Let’s define more precisely what we mean by ‘close’ or ‘very different’ in a few ways (i.e., at what point does an observation become an outlier?).  One approach is to measure the mean and the standard deviation of the measurements made. For example, if we have a few hundred child orders and have measured the performance of each with respect to the VWAP benchmark, then we can identify orders that are some number of standard deviations away from the mean (e.g., three standard deviations from the mean). Alternatively, we can measure the range that a certain percentage of the data falls into and consider orders outside of the range to be outliers. It’s a bit like the Sesame Street skit where ‘one thing is not like the others’, but there may be many ‘things’ being compared.

There are several reasons why it’s important to identify outliers. First, it may be that the reason an order shows up as an outlier is that there is a data issue. If this is the case, the data should be repaired, and the analytics should be re-computed to see if the order is still an outlier. Another possibility is that there is good data, but there is a problem with the calculation. Again, by identifying the outlier and looking into it, if there is a calculation error, the bug can be fixed, and the data can be re-computed.

Things get more interesting when data and calculation problems have been ruled out, and it’s been determined that the performance of the outlier is ‘real’. In general, when looking at aggregated TCA reports, we are not concerned about orders that did what we expected them to do. We are very interested in orders that didn’t do what we expected them to do because we can learn from these outliers and adjust how we engage with the market.
Figure 1: A plot the performance vs the mid-point at time of first fill for a set of simulated TCA orders. There are three outliers at around 400 bps on the positive side of the distribution as well as a handful of outliers on the negative side. The outlier at 400 bps will have a large effect on the average of the group.

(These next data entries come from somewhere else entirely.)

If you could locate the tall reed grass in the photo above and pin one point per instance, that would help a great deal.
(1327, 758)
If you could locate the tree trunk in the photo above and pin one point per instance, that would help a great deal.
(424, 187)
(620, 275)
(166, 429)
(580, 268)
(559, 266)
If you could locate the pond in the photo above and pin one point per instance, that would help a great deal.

If we include the outlier without any special handling, we get an average performance of -0.788 bps. If we winsorise the data by replacing extreme values with less extreme values (the x-value of the yellow dashed lines), then the average performance becomes -1.10 bps. The choice of the limits is somewhat arbitrary and charting the data can help the analyst determine appropriate values.

Outliers can have a disproportionate impact on the overall performance of a group when performance is aggregated: one outlier can skew the average of the group. As value weighted averages are often used when aggregating TCA metrics, the outliers should be handled appropriately so that the average amounts are not skewed.

What do we do with these outliers? Our Best Ex Analytics for Smarter Trading solution uses two basic approaches. The simplest is to remove the outliers from the analysis. This is appropriate when bad data is suspected. These observations are referred to as ‘exceptions’ because they are removed from the calculations. When there are ‘real’ outliers (extreme outcomes that happened in the market and are accurately measured) a process called winsorisation can be used. Winsorising the data involves replacing extreme values (i.e., outliers) with less extreme values. For example, if there is an observation that is five times the standard deviation away from the mean, the value can be replaced by the value at three times the standard deviation. In this way, the outlier still contributes to the aggregate performance, but not as much as it would without winsorisation. Figure one above shows an example.

In summary, when working with real-world data, like TCA data, real-world problems like bad input data need to be addressed. It’s important that aggregate analytics aren’t disproportionately impacted by a few outliers. As a result, there needs to be a way of handling these outliers. There is no perfect solution in the messy world of large data sets; however, techniques such as winsorisation can be used to keep the observation but reduce its influence on aggregate metrics like value weighted performance.